The president’s comment that the environmental review process has become a "regulatory nightmare" is at face value unremarkable. That has been a refrain of a number of previous presidents, and the Council on Environmental Quality has several times issued new guidelines to try to limit its length and make its focus more concise, as a decision document rather than merely a catalog of conditions. In some cases agencies have tried to use comprehensive documentation of existing conditions as a substitute for serious decision-relevant analysis of the comparative environmental merits of perhaps better alternatives. In other cases some parties have sought to prolong and complicate the process to stop projects they felt were environmentally damaging; but in some of these cases they were responding to agencies’ unwillingness to consider alternatives that were potentially environmentally superior.

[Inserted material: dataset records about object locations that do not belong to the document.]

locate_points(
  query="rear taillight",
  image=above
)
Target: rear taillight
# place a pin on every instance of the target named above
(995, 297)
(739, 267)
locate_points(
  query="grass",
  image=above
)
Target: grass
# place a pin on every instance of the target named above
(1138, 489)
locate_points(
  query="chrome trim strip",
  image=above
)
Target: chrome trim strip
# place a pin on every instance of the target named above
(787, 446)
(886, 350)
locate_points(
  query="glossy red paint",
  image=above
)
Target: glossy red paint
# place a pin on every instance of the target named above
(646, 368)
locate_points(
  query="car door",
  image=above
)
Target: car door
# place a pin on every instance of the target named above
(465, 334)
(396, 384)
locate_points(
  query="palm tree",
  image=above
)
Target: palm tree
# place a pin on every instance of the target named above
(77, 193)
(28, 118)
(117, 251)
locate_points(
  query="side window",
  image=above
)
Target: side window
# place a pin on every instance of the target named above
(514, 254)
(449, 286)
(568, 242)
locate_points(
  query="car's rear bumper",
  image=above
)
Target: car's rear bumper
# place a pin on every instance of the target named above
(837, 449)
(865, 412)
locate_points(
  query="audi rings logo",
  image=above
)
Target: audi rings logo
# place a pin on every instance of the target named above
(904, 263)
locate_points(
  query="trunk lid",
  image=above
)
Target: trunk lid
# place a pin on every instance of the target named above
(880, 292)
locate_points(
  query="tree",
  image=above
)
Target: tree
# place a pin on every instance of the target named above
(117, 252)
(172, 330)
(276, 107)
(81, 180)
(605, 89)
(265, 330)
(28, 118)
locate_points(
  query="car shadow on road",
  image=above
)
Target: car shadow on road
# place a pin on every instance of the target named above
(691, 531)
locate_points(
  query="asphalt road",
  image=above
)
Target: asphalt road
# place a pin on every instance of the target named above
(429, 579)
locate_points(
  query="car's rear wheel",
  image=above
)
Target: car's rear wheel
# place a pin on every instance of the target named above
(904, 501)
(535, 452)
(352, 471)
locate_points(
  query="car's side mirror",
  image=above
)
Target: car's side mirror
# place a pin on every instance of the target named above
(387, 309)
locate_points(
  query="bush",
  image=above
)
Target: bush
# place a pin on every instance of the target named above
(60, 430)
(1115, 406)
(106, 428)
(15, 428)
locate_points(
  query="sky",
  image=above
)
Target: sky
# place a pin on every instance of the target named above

What is more important than these statements themselves are the actions that come with them. The Environmental Impact Statement (EIS) mandated by NEPA was intended to be an essential element for any federal action significantly affecting the environment. Reforms that make it serve this purpose more effectively are desirable. Unfortunately, many past proposed “reforms,” including expanding categorical exclusions, only work by removing more and more actions, or more and more of the environment, from NEPA's scope, corroding the law's purpose and effectiveness. Similarly the “reforms” now proposed would simply exclude foreseeable conditions such as climate change from environmental analyses of proposed infrastructure projects. That move, alongside the rhetoric here solely focused on the benefits of building projects, with no mention of any environmental costs, augur a wholesale abrogation of NEPA's original aims. Especially for long-lived public investments in infrastructure,almost certainly be affected by changes already foreseeable, this new NEPA regimen also promises shorter-lived roads, bridges, tunnels, etc., and a growing waste of taxpayer funds.
NEPA’s environmental analysis requirements should continue for all federal actions significantly affecting the environment. They should include all significant impacts anticipated, all significant environmental trends affecting them, and all meaningful alternatives available either to the initiating agency or to other federal agencies reviewing the document. And the opportunity to review the analysis and to suggest better alternatives should remain open both to all other agencies with relevant jurisdiction or special expertise and to the public. The resulting analysis should produce a concise and environmentally sound basis for making a reasonable, rather than an arbitrary or capricious, choice among the alternatives considered.
See Richard N.L. Andrews, Managing the Environment, Managing Ourselves: A History of American Environmental Policy (New Haven: Yale University Press, 1999), 184-90.